In remembrance of the late Gerald “Jerry” Healy, a Bethel English professor and lover of language, his family created an annual poetry contest. This is the second year Bethel’s English department has promoted the Jerry Healy Poetry Prize for the College of Arts & Sciences (CAS). The contest is open to all majors and represents the legacy Healy left behind.

Throughout his 30-year career at Bethel, Healy coached basketball, tennis, and golf; he also taught English, observed student teachers, and held the position of department chair. He enjoyed sharing Romantic poetry with the next generation. He retired in 1985, and he and his wife, Millie, then supervised a retreat center near Pine City, Minnesota. He died in June 2016.

This year’s contest theme was loss. Students submitted up to three poems, and Healy family members judged the anonymous submissions according to poetic technique, effectiveness, style, creativity, and theme. The top three winners received cash prizes, and the top six poems are published in the Spring 2018 edition of the Coeval, Bethel’s literary magazine.

The finalists (and winners) are:

  • “I am Tatiana” by Tatiana Lee (2nd place winner)
  • “Unkind Hands” by Carli Montpetit
  • “Lost and Found” by Melanie McGinniss (1st place winner)
  • “A List of Strangers We’ve Lost” by Hannah Toutge (3rd place winner)
  • “Pain” by Sophie Green
  • "On the East Coast of Ireland” by Lindsey Micucci

“When I saw the theme about loss, my first thought was lost things, like you’d find in a lost and found box,” says English literature and writing student Melanie McGinniss ’18. “Then I expanded on that to a wider variety of images that would represent some form of loss, particularly images that suggested a larger story or emotion behind them.” McGinnis, who feels most comfortable writing fantasy, has explored different types of writing in various classes, which have pushed her to submit her work to contests like the Jerry Healy Poetry Prize.

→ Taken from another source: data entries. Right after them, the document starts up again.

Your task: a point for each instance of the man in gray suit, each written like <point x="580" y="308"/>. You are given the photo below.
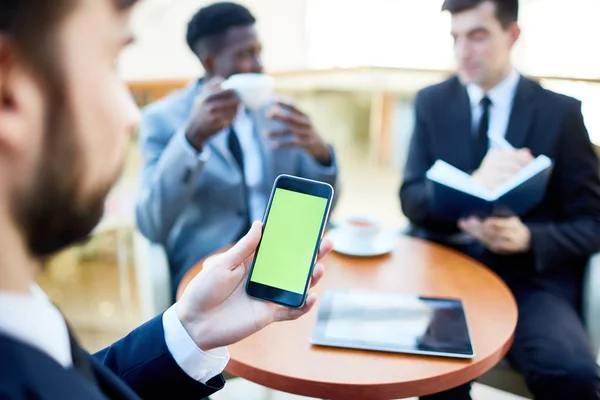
<point x="208" y="163"/>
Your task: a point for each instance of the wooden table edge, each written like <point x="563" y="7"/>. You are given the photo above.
<point x="328" y="390"/>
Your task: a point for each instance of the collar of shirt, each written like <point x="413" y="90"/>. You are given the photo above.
<point x="501" y="95"/>
<point x="32" y="319"/>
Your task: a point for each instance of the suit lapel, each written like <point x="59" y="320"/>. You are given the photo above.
<point x="259" y="126"/>
<point x="459" y="117"/>
<point x="522" y="114"/>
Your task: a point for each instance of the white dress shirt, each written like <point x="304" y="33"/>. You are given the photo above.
<point x="32" y="319"/>
<point x="253" y="162"/>
<point x="501" y="96"/>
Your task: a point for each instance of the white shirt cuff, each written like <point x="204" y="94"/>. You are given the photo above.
<point x="199" y="365"/>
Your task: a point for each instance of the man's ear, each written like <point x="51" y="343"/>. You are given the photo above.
<point x="515" y="33"/>
<point x="20" y="99"/>
<point x="208" y="62"/>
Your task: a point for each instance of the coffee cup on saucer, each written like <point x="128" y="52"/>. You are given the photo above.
<point x="360" y="231"/>
<point x="255" y="90"/>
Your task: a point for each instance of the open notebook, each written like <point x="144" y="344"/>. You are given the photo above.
<point x="456" y="194"/>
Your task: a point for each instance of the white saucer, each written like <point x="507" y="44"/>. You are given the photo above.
<point x="382" y="243"/>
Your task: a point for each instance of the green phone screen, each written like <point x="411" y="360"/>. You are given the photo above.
<point x="290" y="235"/>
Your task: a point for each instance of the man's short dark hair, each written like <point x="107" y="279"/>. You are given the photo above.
<point x="207" y="28"/>
<point x="507" y="11"/>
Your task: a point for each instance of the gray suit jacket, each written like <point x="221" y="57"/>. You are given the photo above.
<point x="194" y="203"/>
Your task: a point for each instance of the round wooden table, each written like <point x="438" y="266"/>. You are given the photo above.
<point x="280" y="357"/>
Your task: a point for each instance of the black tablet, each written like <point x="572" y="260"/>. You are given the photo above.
<point x="393" y="322"/>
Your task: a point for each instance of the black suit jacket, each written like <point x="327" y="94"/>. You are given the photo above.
<point x="137" y="366"/>
<point x="565" y="226"/>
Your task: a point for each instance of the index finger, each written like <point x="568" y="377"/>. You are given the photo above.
<point x="221" y="95"/>
<point x="243" y="249"/>
<point x="326" y="247"/>
<point x="289" y="107"/>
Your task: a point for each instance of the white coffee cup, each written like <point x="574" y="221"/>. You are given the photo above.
<point x="255" y="90"/>
<point x="360" y="230"/>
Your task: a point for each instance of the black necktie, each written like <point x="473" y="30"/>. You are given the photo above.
<point x="81" y="361"/>
<point x="237" y="153"/>
<point x="481" y="139"/>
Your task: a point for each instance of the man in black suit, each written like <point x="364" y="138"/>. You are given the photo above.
<point x="540" y="255"/>
<point x="65" y="121"/>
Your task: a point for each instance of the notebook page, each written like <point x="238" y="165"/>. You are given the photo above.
<point x="450" y="176"/>
<point x="529" y="171"/>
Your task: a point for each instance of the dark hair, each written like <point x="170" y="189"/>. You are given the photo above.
<point x="209" y="25"/>
<point x="507" y="11"/>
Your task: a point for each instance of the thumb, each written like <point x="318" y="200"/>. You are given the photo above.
<point x="244" y="248"/>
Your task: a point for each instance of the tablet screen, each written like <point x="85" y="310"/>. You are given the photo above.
<point x="393" y="322"/>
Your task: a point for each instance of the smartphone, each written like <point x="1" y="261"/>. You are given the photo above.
<point x="293" y="226"/>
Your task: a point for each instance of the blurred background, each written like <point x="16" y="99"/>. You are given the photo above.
<point x="354" y="66"/>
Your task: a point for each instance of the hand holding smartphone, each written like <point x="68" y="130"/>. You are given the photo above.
<point x="293" y="227"/>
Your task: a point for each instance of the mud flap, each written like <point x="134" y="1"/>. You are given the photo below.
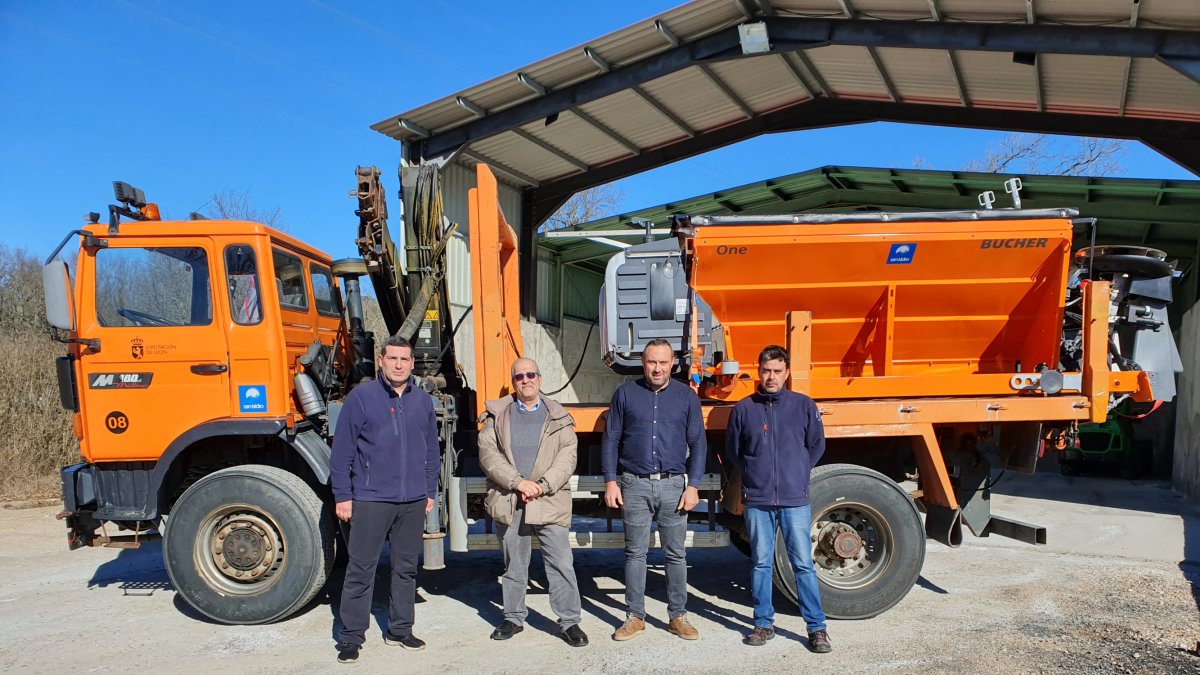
<point x="943" y="525"/>
<point x="1019" y="446"/>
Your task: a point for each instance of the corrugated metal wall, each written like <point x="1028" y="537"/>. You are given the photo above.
<point x="581" y="293"/>
<point x="547" y="287"/>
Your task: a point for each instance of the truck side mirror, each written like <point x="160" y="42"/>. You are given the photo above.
<point x="57" y="288"/>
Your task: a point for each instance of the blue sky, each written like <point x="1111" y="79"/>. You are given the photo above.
<point x="275" y="99"/>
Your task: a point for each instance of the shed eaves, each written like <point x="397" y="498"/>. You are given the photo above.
<point x="658" y="84"/>
<point x="1137" y="211"/>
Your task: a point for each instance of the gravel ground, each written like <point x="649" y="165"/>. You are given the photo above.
<point x="1110" y="593"/>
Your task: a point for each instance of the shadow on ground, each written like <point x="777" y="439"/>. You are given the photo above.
<point x="1149" y="496"/>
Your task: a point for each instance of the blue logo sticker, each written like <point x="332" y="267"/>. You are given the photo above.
<point x="901" y="254"/>
<point x="252" y="398"/>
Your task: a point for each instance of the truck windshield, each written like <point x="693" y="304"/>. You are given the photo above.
<point x="153" y="287"/>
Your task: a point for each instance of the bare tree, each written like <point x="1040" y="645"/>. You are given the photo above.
<point x="585" y="207"/>
<point x="1038" y="153"/>
<point x="234" y="204"/>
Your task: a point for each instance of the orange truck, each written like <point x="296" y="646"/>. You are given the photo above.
<point x="207" y="360"/>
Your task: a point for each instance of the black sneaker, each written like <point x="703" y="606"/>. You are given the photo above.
<point x="759" y="637"/>
<point x="411" y="643"/>
<point x="575" y="637"/>
<point x="819" y="641"/>
<point x="507" y="629"/>
<point x="348" y="652"/>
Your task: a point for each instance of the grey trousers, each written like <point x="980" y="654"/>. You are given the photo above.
<point x="654" y="501"/>
<point x="556" y="553"/>
<point x="371" y="524"/>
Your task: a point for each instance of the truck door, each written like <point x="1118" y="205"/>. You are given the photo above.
<point x="162" y="365"/>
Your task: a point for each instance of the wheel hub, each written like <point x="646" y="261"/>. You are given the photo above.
<point x="841" y="542"/>
<point x="850" y="545"/>
<point x="245" y="547"/>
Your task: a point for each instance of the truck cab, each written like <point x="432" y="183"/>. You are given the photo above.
<point x="187" y="341"/>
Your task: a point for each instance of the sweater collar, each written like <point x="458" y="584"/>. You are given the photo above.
<point x="763" y="396"/>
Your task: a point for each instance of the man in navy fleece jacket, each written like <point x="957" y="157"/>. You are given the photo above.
<point x="775" y="437"/>
<point x="384" y="475"/>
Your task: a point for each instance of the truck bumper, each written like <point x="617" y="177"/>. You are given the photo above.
<point x="79" y="505"/>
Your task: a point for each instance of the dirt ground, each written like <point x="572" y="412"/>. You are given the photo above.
<point x="1114" y="591"/>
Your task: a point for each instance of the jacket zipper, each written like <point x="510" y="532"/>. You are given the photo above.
<point x="771" y="441"/>
<point x="401" y="438"/>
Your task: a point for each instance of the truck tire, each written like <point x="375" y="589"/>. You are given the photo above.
<point x="249" y="544"/>
<point x="881" y="519"/>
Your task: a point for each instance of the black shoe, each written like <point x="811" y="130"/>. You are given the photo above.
<point x="819" y="641"/>
<point x="411" y="643"/>
<point x="507" y="629"/>
<point x="575" y="637"/>
<point x="759" y="637"/>
<point x="348" y="652"/>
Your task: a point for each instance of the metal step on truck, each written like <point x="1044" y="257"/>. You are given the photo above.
<point x="207" y="360"/>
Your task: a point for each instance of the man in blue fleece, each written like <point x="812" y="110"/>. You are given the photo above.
<point x="384" y="475"/>
<point x="775" y="437"/>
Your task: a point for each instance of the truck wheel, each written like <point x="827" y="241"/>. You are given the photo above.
<point x="249" y="544"/>
<point x="869" y="543"/>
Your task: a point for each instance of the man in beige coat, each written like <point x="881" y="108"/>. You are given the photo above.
<point x="527" y="449"/>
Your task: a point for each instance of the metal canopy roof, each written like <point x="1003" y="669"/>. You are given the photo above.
<point x="687" y="82"/>
<point x="1162" y="214"/>
<point x="682" y="83"/>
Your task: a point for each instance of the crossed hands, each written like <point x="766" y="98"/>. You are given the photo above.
<point x="345" y="511"/>
<point x="612" y="497"/>
<point x="529" y="490"/>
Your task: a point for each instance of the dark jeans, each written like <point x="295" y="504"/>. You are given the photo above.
<point x="793" y="523"/>
<point x="655" y="501"/>
<point x="371" y="524"/>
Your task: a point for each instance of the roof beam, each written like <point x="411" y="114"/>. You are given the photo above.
<point x="607" y="131"/>
<point x="849" y="10"/>
<point x="501" y="167"/>
<point x="1179" y="48"/>
<point x="715" y="81"/>
<point x="883" y="73"/>
<point x="957" y="75"/>
<point x="1125" y="83"/>
<point x="816" y="75"/>
<point x="1187" y="66"/>
<point x="1165" y="136"/>
<point x="796" y="75"/>
<point x="1039" y="95"/>
<point x="561" y="154"/>
<point x="663" y="111"/>
<point x="1125" y="87"/>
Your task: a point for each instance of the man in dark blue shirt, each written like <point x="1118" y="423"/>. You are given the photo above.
<point x="653" y="457"/>
<point x="775" y="437"/>
<point x="383" y="471"/>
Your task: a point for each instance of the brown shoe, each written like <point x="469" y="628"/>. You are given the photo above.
<point x="629" y="629"/>
<point x="681" y="627"/>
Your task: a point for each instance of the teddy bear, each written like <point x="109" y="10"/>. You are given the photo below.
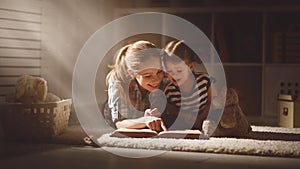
<point x="31" y="89"/>
<point x="233" y="121"/>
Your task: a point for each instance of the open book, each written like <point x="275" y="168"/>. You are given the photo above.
<point x="146" y="133"/>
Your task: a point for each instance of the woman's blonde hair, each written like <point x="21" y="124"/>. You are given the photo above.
<point x="178" y="51"/>
<point x="130" y="57"/>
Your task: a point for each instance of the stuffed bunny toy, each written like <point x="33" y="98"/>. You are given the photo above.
<point x="30" y="89"/>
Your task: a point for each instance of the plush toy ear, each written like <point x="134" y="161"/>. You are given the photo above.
<point x="21" y="85"/>
<point x="41" y="88"/>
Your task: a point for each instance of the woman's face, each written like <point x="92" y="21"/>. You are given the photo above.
<point x="150" y="74"/>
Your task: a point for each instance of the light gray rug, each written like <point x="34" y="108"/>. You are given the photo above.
<point x="263" y="140"/>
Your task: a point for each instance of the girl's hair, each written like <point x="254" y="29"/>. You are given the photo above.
<point x="178" y="51"/>
<point x="130" y="57"/>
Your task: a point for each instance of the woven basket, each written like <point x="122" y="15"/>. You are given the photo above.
<point x="35" y="121"/>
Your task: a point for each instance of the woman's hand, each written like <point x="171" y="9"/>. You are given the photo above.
<point x="152" y="112"/>
<point x="155" y="123"/>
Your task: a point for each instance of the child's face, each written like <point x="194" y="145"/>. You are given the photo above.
<point x="178" y="72"/>
<point x="150" y="74"/>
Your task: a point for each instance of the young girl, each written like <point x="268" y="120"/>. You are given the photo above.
<point x="188" y="91"/>
<point x="135" y="76"/>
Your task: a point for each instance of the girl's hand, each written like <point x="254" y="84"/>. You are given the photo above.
<point x="155" y="124"/>
<point x="152" y="112"/>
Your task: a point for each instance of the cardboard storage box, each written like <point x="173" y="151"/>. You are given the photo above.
<point x="289" y="111"/>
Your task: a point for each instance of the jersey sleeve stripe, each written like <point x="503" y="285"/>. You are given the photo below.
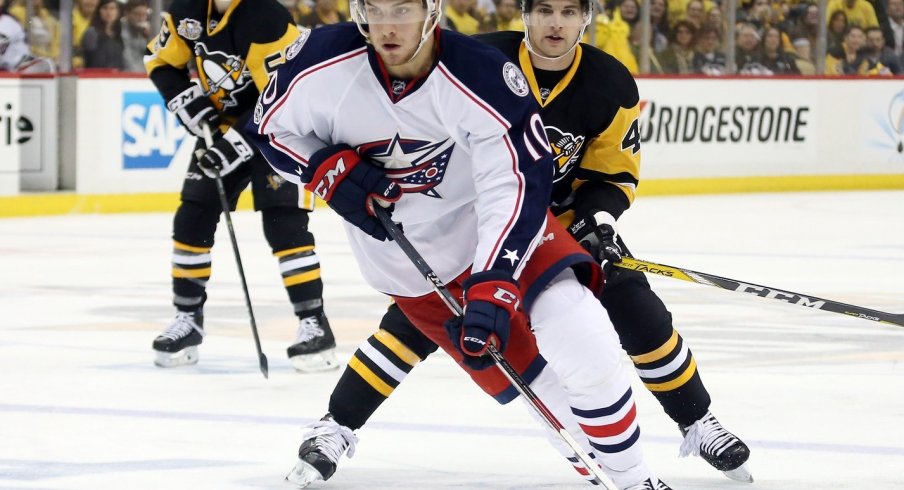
<point x="471" y="95"/>
<point x="262" y="129"/>
<point x="288" y="151"/>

Media production student Lindsey Micucci ’19, who studied abroad in Vienna last fall, responded deeply to the theme of loss. “I read the theme and I thought, ‘Oh, I have poems that were born out of that place in me!’ I submitted this piece from this place in me that felt the absence of a person the most,” she explains. “As my passport filled up this fall—and even as I walk through these halls that are so different from the University of Vienna—the feeling of loss is reoccurring, whether that is of a person or a skyline or cities that are 5,000 miles away. I've come to know that many of the losses are permanent.” Micucci is grateful to her peers for encouraging her to share her voice. “I never thought to publish my poetry and writings until teachers and classmates encouraged and affirmed my words,” she says.